What is Bipolar Disorder? Common Symptoms, Different Types & When to Ask for Help

By Tatenda


Last Updated: December 5, 2022

Just like with many psychological conditions, bipolar disorder is also largely misunderstood.

This makes it difficult for people to seek help for the condition. That is why awareness is a very important step in mental health improvement. 

Bipolar often overlaps with several other mental health conditions, which makes it an even more complex issue to understand.

This article unpacks the basics of the condition and will give you the basic knowledge which you can build on further with more reading. 



An Overview of Bipolar Disorder

Bipolar disorder is the ‘new’ term for a condition that was previously known as manic depression. It is primarily characterized by extreme mood swings that include emotional highs (mania or hypomania) and lows (depression). 

In the manic period, one feels overly happy and energized. The confidence that one experiences in this phase might come along with impulsive and reckless decision-making. In the manic phase, some people also experience hallucinations and delusions. 

Hypomania is characterized by milder symptoms of mania. In this phase, one’s high symptoms do not necessarily get in the way of their day to day life.

Both manic and hypomanic episodes include three or more of these symptoms:

  • Distractibility
  • Racing thoughts
  • Abnormally upbeat, jumpy or wired
  • Poor decision-making (such as going on unnecessary buying sprees, risky sexual behavior, or making poor investments)
  • Unusual talkativeness
  • Increased activity, energy, or agitation
  • An exaggerated sense of well-being and self-confidence (euphoria)
  • Decreased need for sleep

In the depression phase, they feel hopeless and sad. One experiences symptoms that are similar to those experienced when someone has a major depressive disorder or clinical depression.

These symptoms are severe and noticeable. They typically make it challenging for one to get through day-to-day activities. 

According to the DSM-5, a depressive episode consists of five or more of these symptoms: 

  • Fatigue or loss of energy
  • Insomnia or sleeping too much
  • Restlessness or slowed behavior
  • Depressed mood (feeling sad, empty, hopeless or tearful. In children and teens, this might appear as irritability)
  • Decreased ability to concentrate or think or indecisiveness
  • Loss of interest or feeling no pleasure in all or almost all activities
  • Significant weight loss when not dieting, weight gain, or fluctuations in appetite (in children, failure to gain weight when expected can be a sign of depression)
  • Suicidal ideation
  • Feelings of worthlessness or excessive or inappropriate guilt

Between the phases, one will likely feel ‘normal’. 



Types of Bipolar Disorder

Bipolar I disorder

People with this type have experienced at least one manic episode.

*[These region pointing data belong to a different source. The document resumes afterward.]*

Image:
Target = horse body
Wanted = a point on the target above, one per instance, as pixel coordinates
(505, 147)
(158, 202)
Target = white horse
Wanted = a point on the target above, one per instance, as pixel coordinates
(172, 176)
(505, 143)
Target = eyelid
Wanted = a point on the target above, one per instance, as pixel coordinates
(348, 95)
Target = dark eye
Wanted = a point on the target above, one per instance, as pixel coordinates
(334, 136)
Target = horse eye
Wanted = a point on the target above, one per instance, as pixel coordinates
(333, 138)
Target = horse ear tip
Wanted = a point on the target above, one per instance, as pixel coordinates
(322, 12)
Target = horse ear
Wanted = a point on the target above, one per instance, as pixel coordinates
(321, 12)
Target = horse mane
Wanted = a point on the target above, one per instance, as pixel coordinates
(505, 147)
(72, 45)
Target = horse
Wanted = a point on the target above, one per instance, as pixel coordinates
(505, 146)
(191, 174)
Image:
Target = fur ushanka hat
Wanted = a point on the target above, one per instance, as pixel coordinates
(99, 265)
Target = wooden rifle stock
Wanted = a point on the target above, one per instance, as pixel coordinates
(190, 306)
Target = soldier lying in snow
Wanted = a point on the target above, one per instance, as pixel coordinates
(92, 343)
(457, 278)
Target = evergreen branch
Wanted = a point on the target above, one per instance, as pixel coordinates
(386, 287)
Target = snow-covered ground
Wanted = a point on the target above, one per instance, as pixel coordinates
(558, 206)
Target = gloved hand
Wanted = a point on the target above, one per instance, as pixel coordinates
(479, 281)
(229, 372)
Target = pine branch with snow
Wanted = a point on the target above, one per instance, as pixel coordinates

The episodes should have lasted for at least seven days, or they must have been so severe that one had to be hospitalized. In some cases, mania might trigger psychosis, otherwise known as a break from reality.

While depressive episodes are common and are typically extreme that they last at least 2 weeks, they are not necessary for the diagnosis. 


Bipolar II disorder

Here one experiences both hypomanic and depressive episodes.

To be diagnosed with bipolar II, you shouldn’t have ever experienced a manic episode. 

While not as extreme as bipolar I, it is not simply a milder form of bipolar, but an entirely different disorder. 


Cyclothymic disorder

This is also known as cyclothymia. 

It consists of periods of manic and depressive behavior. These periods must have lasted for at least 2 years in adults or 1 year in children and teens. 

The symptoms are less severe in comparison to bipolar I and II, but they require professional interventions as they can interfere with one’s daily life and have the potential to develop into bipolar I and bipolar II. 


Other specified bipolar and related disorder

This diagnosis is given to those who have symptoms of bipolar disorder (such as manic and depressive episodes) but do not fit into the other bipolar categories.

This might be because the symptoms are not as intense as specified to meet the criteria, or they haven’t lasted for the minimum period required for one to get a particular diagnosis. 


Unspecified bipolar and related disorder

This diagnosis is given when the healthcare professional doesn’t have enough information to make a specific diagnosis. 



When to See a Professional for Bipolar Disorder

Due to a lack of awareness, most people with bipolar disorder do not realize that they are experiencing something that requires medical attention.

They fail to realize how the episodes are disrupting their lives and interactions with those around them.

If you notice any of the above symptoms, it is best not to ignore them and hope they die away. 

That usually doesn’t happen. Rather, the symptoms continue getting worse. To effectively notice and keep track of the behavior changes, consider journaling.  

Talk about the symptoms with your doctor or a mental health professional. They will be able to determine the most effective intervention that will allow you to continue living your best life and keep the symptoms under control. 

Discussing any concerning patterns with a professional is something that we should never be embarrassed about.